The system tries each layer in order and uses the first valid result. This is entirely automatic.

Understanding Data Sources

When looking at a client's calorie data, it helps to understand where the numbers come from.

Manual activities (MET-estimated)

When a client logs an activity manually (tapping the + button and entering the type, duration, and intensity), calories are calculated using the MET formula. These estimates are solid for tracking trends, but they are formulas, not measurements. They depend on the client having their weight updated in their profile.

Imported activities (wearable data)

When activities sync from Apple Health or Google Health Connect, they arrive with calorie data from the wearable's sensors. This data uses real-time heart rate, motion, and the device's proprietary algorithms. It is generally more accurate than MET estimates, but the quality depends on the device and how it was worn.

You can distinguish the source in the activity detail. Gymkee tracks whether calories are estimated (MET formula) or measured (wearable import).

Workout calorie estimates

After a client completes a Gymkee workout, the calorie number is computed using the 4-layer system described above. The source of the final number depends on whether the client wears a connected device.
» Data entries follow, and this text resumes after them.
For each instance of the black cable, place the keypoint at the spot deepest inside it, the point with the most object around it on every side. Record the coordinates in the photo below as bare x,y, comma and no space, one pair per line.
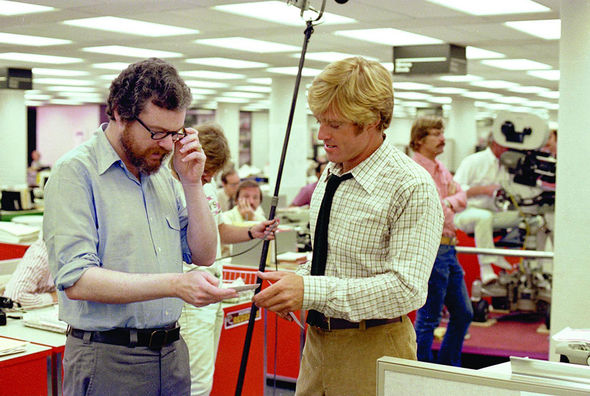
247,342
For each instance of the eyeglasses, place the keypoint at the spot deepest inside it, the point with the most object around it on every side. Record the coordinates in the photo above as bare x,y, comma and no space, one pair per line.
176,135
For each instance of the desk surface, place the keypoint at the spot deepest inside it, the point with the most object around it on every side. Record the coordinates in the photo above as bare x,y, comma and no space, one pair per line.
16,329
32,349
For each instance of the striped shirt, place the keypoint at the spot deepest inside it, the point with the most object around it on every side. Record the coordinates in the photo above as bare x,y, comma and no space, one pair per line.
385,228
31,283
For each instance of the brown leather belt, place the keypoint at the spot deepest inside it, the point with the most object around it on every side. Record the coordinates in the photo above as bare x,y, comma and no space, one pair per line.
317,319
151,338
448,241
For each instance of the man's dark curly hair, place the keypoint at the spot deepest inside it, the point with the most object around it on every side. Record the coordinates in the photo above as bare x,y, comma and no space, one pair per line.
152,80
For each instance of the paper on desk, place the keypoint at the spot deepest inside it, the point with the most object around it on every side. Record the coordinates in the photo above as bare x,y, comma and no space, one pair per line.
569,334
9,346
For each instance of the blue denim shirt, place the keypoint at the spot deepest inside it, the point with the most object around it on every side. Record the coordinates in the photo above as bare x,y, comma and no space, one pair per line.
97,214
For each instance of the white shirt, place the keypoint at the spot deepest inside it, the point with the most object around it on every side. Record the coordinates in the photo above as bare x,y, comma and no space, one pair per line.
31,283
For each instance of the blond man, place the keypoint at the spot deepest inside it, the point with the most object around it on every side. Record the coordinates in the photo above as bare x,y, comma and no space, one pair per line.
372,261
Why Numbers Vary Between Sources

It is normal to see different calorie values from different sources. Here is why:

MET estimates vs. wearable data. The MET formula is a generalized population average. A wearable uses the individual's real-time heart rate and sensor data. The two will rarely match exactly. Differences of 10-30% are common and expected.

Different wearables, different algorithms. An Apple Watch and a Garmin may report different calorie numbers for the same workout. Each brand uses proprietary algorithms, different sensor configurations, and different calibration models.
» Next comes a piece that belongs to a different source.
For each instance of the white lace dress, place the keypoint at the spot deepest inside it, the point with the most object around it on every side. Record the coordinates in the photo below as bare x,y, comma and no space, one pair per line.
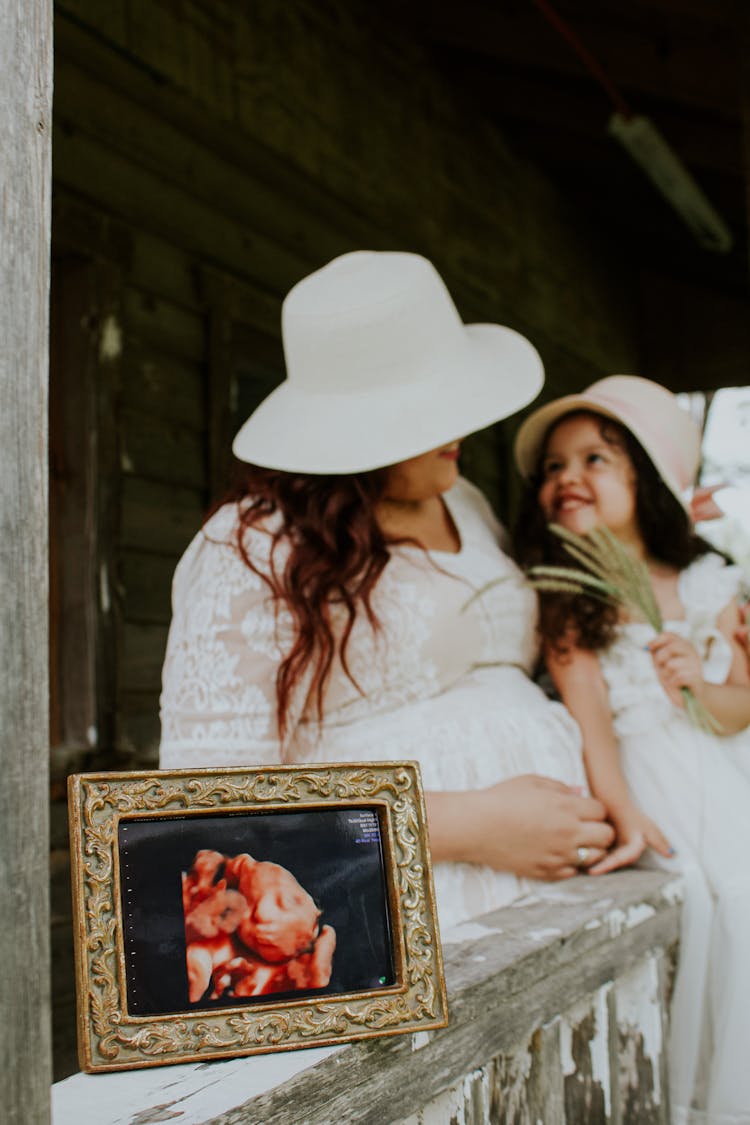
696,786
443,682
Profile data gaps. If a client has not updated their weight, height, age, or gender, Gymkee uses defaults (70 kg, 175 cm, 30 years, male). This can cause significant over- or under-estimation for clients who differ from these defaults.
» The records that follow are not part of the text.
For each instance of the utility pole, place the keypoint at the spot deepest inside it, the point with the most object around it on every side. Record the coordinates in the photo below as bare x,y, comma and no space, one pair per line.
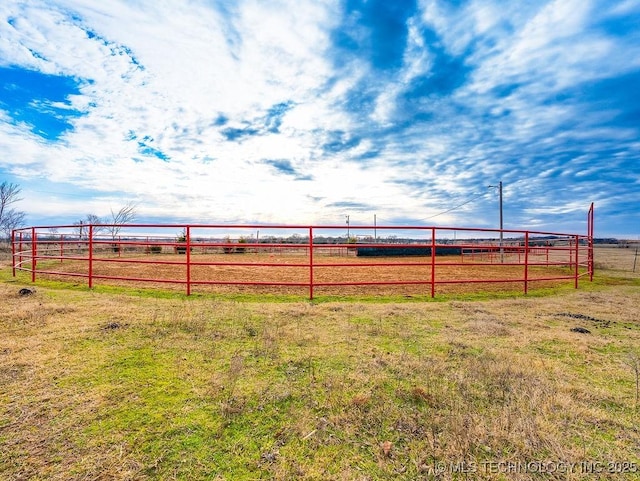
501,226
375,232
499,186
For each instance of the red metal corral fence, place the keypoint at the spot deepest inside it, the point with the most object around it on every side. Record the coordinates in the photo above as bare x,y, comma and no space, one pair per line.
286,258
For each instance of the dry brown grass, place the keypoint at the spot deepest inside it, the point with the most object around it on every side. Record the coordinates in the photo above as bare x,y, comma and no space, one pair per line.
121,386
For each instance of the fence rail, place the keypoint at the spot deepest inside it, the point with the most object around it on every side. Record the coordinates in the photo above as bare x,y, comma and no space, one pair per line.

Intensity selection on manual logs. When clients log manually, the intensity they choose directly affects the MET value (and therefore the calorie estimate). A client who always selects "High" will have inflated numbers.

How to Use Calorie Data for Coaching

Track trends, not absolutes

Calorie estimates are most valuable as relative measures. Compare the same client's data week-over-week. A 15% increase in weekly calories burned is meaningful, even if the absolute number is not perfectly accurate.

Cross-reference with other data

Pair calorie data with training volume, RPE ratings, and activity frequency for a fuller picture. A client burning fewer calories but reporting higher perceived effort may need a program adjustment.

Spot inconsistencies

If a client's calorie numbers seem unusually low, check their profile. A missing or outdated weight is the most common cause. Remind them to update it.

If numbers seem unusually high, check whether they are logging activities at the right intensity level. Some clients default to "High" for everything.

Use weekly summaries for check-ins

The weekly summary in the Activities tab gives you a quick snapshot of total activity volume (duration, calories, activity count). Use this during check-ins to discuss workload and recovery.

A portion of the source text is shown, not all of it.